助−１以」二の説明から明らかなように、本発明によると、単
語標準パターンおよび未知入カバターンの特徴ベクトル
の頻度分布パターンに基づいてパターンマツチングを行
なう際に、コードベタトル間相互の類似性を導入するよ
うにしたので、認識精度の向上を図ることができ、また
、パターンマツチングに必要な計算量を減少せしめ、高
速かつ正確に未知入力音声単語を認識することができる
。更には、大語霊単語を高速かつ正確に予備選択する手
段に応用することが可能である等の利点がある。As is clear from the explanations given below, according to the present invention, when pattern matching is performed based on the frequency distribution pattern of the feature vectors of word standard patterns and unknown input cover patterns, mutual similarities between code vectors are determined. By introducing this method, it is possible to improve recognition accuracy, reduce the amount of calculation required for pattern matching, and recognize unknown input speech words quickly and accurately. Furthermore, it has the advantage that it can be applied as a means for quickly and accurately preselecting big word meaning words.

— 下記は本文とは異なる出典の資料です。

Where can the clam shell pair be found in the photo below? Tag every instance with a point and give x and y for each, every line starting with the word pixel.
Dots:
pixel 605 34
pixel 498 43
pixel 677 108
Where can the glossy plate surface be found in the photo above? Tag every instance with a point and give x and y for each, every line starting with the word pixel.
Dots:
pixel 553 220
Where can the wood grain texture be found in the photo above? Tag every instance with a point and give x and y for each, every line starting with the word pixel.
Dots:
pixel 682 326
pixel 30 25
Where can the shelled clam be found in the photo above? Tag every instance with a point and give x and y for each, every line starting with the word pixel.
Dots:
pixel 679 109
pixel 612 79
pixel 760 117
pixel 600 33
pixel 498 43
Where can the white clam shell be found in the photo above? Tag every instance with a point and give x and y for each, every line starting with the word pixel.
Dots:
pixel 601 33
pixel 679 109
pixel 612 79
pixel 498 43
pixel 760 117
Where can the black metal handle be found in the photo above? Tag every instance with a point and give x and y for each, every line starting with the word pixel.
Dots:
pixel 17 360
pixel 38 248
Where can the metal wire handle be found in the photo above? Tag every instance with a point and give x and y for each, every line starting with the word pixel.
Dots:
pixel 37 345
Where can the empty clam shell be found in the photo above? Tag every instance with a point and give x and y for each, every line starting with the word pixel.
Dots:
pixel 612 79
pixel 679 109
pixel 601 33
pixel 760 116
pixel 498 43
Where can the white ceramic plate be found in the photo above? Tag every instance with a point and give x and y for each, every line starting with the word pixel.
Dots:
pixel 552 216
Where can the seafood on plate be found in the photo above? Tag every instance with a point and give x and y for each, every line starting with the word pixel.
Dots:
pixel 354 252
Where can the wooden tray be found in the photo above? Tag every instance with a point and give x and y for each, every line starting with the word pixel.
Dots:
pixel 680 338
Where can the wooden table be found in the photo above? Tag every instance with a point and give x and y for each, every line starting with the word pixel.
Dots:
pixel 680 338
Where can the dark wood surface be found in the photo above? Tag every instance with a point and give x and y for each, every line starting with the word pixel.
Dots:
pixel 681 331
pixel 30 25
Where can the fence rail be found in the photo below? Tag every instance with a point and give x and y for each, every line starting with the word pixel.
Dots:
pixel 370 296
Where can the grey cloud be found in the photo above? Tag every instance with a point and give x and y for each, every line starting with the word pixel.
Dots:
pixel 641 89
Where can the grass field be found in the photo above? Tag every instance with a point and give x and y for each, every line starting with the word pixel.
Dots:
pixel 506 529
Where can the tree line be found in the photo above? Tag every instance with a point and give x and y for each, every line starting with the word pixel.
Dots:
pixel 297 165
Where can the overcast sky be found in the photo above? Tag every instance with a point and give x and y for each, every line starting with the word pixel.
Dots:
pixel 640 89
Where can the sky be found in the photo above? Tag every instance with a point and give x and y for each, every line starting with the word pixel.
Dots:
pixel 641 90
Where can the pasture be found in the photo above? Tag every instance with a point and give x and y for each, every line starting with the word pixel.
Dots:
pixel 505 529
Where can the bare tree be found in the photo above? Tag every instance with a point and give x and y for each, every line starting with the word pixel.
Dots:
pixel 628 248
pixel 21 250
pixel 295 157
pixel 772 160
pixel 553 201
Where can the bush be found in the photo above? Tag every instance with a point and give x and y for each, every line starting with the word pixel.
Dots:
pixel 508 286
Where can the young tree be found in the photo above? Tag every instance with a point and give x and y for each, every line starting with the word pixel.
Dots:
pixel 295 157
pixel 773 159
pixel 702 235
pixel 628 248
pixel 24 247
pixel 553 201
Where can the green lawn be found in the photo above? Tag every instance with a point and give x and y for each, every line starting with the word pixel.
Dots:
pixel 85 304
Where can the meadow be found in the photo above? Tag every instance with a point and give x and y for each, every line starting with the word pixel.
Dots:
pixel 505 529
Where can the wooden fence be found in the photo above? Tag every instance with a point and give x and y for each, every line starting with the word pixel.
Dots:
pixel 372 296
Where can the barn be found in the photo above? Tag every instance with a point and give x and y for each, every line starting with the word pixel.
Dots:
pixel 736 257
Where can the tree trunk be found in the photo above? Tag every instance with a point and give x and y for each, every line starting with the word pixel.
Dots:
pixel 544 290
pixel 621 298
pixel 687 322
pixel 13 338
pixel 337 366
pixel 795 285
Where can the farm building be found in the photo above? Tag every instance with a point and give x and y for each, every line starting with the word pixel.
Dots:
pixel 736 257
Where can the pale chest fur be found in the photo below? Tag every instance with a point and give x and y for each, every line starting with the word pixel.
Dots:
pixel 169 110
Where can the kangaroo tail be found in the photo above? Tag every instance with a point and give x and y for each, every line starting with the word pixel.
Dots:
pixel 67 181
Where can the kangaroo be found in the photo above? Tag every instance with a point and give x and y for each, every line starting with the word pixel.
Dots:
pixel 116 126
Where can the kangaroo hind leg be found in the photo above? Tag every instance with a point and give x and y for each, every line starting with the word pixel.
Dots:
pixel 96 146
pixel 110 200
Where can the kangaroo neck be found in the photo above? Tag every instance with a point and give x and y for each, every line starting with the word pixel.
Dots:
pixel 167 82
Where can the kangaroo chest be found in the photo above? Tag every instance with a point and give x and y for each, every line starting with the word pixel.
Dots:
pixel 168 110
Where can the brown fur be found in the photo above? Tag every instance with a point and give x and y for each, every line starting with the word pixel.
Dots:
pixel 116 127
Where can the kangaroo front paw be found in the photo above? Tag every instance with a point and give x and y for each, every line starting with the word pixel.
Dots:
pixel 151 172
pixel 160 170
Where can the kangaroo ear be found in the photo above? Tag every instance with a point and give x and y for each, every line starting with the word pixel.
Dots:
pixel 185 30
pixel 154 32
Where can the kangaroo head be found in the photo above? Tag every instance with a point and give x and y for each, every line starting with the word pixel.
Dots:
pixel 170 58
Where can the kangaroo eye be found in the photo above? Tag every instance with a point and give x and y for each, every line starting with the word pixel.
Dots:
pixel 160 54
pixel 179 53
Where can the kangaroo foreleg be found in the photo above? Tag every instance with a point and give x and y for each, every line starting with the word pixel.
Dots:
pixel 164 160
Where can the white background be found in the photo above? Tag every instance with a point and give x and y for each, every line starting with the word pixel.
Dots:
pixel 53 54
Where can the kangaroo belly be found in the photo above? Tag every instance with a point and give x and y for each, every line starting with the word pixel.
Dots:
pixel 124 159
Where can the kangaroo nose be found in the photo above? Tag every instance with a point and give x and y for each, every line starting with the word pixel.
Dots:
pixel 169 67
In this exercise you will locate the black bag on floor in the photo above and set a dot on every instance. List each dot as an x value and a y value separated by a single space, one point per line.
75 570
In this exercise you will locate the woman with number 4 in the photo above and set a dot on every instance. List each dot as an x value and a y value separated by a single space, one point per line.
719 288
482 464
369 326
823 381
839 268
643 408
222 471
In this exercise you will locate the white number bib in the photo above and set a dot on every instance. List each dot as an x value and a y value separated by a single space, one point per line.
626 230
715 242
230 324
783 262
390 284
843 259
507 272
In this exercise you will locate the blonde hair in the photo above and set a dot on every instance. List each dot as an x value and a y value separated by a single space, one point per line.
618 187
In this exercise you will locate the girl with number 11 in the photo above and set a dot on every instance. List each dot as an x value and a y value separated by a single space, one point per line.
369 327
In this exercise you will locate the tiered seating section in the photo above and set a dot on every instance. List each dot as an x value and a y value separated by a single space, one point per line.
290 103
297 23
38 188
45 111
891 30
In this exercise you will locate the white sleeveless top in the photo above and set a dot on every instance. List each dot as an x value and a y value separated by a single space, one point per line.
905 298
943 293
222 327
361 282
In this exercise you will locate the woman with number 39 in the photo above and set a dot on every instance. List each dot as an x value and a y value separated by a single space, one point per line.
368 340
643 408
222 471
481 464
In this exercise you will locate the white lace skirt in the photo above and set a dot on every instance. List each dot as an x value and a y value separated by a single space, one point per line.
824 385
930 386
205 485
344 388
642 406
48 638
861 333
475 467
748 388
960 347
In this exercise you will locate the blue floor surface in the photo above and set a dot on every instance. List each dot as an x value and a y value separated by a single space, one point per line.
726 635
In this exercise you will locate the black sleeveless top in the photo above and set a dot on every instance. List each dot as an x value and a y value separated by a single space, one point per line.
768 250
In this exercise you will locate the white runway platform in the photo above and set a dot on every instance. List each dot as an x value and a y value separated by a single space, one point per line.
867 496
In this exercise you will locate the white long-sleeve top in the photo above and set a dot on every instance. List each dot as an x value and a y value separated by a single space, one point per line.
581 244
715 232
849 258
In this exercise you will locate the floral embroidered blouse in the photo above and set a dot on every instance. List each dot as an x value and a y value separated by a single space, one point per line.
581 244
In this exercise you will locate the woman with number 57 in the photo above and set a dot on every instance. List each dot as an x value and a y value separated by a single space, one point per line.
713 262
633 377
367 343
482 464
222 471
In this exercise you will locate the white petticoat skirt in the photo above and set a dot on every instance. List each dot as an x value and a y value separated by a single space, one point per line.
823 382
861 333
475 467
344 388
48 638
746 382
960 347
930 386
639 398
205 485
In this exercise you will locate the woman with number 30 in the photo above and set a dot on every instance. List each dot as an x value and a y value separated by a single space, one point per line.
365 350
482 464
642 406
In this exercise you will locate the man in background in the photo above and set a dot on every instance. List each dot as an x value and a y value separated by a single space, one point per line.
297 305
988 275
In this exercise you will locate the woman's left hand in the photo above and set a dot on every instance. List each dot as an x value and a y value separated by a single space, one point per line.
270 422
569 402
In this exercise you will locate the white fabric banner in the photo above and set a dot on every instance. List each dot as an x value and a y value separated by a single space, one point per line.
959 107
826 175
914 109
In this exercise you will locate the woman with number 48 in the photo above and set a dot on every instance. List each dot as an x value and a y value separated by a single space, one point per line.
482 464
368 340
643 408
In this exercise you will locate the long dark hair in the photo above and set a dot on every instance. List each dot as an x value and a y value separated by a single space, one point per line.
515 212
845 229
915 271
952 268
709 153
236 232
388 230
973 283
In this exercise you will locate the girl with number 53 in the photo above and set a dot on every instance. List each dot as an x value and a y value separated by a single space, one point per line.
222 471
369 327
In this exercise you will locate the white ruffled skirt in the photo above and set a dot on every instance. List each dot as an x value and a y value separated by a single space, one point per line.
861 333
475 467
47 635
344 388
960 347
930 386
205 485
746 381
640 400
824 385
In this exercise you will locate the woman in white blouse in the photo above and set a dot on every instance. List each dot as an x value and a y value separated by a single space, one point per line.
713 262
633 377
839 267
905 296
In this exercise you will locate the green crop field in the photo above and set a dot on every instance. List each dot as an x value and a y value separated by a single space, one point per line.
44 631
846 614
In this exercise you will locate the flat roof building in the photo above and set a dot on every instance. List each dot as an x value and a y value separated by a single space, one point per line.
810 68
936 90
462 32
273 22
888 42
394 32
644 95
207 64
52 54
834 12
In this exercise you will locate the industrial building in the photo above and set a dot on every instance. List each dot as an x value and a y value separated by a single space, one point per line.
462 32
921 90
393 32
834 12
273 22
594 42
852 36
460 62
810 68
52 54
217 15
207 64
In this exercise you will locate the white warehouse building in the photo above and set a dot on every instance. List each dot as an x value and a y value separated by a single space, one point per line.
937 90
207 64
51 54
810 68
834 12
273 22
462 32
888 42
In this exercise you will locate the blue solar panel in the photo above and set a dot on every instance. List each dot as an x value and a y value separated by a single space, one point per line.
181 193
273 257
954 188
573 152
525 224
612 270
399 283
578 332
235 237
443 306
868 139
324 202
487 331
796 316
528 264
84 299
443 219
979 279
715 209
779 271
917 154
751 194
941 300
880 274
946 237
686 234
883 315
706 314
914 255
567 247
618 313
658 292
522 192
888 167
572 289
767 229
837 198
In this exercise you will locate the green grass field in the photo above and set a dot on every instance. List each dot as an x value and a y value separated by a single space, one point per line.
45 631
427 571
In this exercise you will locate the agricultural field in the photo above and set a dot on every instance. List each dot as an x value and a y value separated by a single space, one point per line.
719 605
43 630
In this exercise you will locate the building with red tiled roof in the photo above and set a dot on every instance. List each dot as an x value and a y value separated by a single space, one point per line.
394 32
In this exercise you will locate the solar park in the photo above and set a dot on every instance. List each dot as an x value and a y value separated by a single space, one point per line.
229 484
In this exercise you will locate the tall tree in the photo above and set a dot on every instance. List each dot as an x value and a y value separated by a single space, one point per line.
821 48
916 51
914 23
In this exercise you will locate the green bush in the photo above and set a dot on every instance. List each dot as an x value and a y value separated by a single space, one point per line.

[Brief explanation of the drawing]

図は１本発明の一実施例を説明するためのブロック線図
である。１・・音声入力部、２・・・スペクトル解析部、３・・
・コードブック蓄積部、４・・未知入力フレームのベク
トル量子化部、５・・・コードベタ１−ルの使用頻度分
布パターン生成部、６・・・標準頻度分布パターン蓄積
部、７・・・コードベタ１−ル間の類似度テーブル、８
・・・頻度分布パターン変換部、９パタ一ンマツチング
部、１０・・・単語同定部、１１・・認識結果出力部。手続術［ｔｉｌ三書（方式）％式％：１、事件の表示昭和５９年　特許願　第１２８８１．４号２、発明の名
称単語音声認識方式、補正をする者事件との関係　　特許出願人オオタ　り　ナカマゴメ住所　　東京都大田区中馬込１丁目３番６号氏名（名称
）　　　（６７４）株式会社　リ　コ　−代表者　　浜
　　１）　　　広　（ばか１名）、代　理　人住　所　　　　　〒２３１　横浜市中区不老町１−２−
７シヤトレーイン横浜８０７号、補正の対象（１）、明細書の発明の詳細な説明の欄７、補正の内容（１）、明細書第３頁第７行目及び第１１頁第１２行目
に記載の１図は、」を「第１図は、」に補正する。（２）、図に、朱書の通り「第１図」を加入する。８、添付書類上申書　　　　　　　　　１通第　　１１〆［The figure is a block diagram for explaining one embodiment of the present invention. 1...Audio input section, 2...Spectrum analysis section, 3...
・Codebook storage unit, 4: Unknown input frame vector quantization unit, 5: Code pattern usage frequency distribution pattern generation unit, 6: Standard frequency distribution pattern storage unit, 7: Code pattern 1- similarity table between rules, 8
. . . Frequency distribution pattern conversion section, 9 pattern matching section, 10. . . Word identification section, 11. . . Recognition result output section. Procedural technique [til three books (method) % formula %: 1. Display of the case 1982 Patent Application No. 12881.4 2. Name of the invention Word speech recognition method, person making the amendment Relationship with the case Patent applicant Ota ri Nakamagome Address 1-3-6 Nakamagome, Ota-ku, Tokyo Name (674) Ricoh Co., Ltd. - Representative Hama 1) Hiro (1 idiot), Agent Address 231 Naka-ku, Yokohama Furocho 1-2-
7 Shear Train Yokohama No. 807, subject of amendment (1), detailed description of the invention column 7 of the specification, content of amendment (1), page 3, line 7 of the specification, and page 11, line 12 1 in the description is corrected to ``Fig. 1 is''. (2) Add "Figure 1" to the diagram as written in red. 8. Attached documents report form 1st copy No. 11 [

Claims

[Claims]

Frequency distribution patterns of onomatopoeic pattern vectors obtained by vector quantizing feature vectors of standard patterns of words are stored in advance, and feature vectors obtained by spectrum analysis of unknown input word speech are also vector quantized to perform frequency analysis of onomatopoeic pattern vectors. A speech recognition method that performs pattern matching with a frequency distribution pattern of the word standard pattern represented by a pattern, characterized in that mutual similarity between pattern vectors is added to the pattern vector.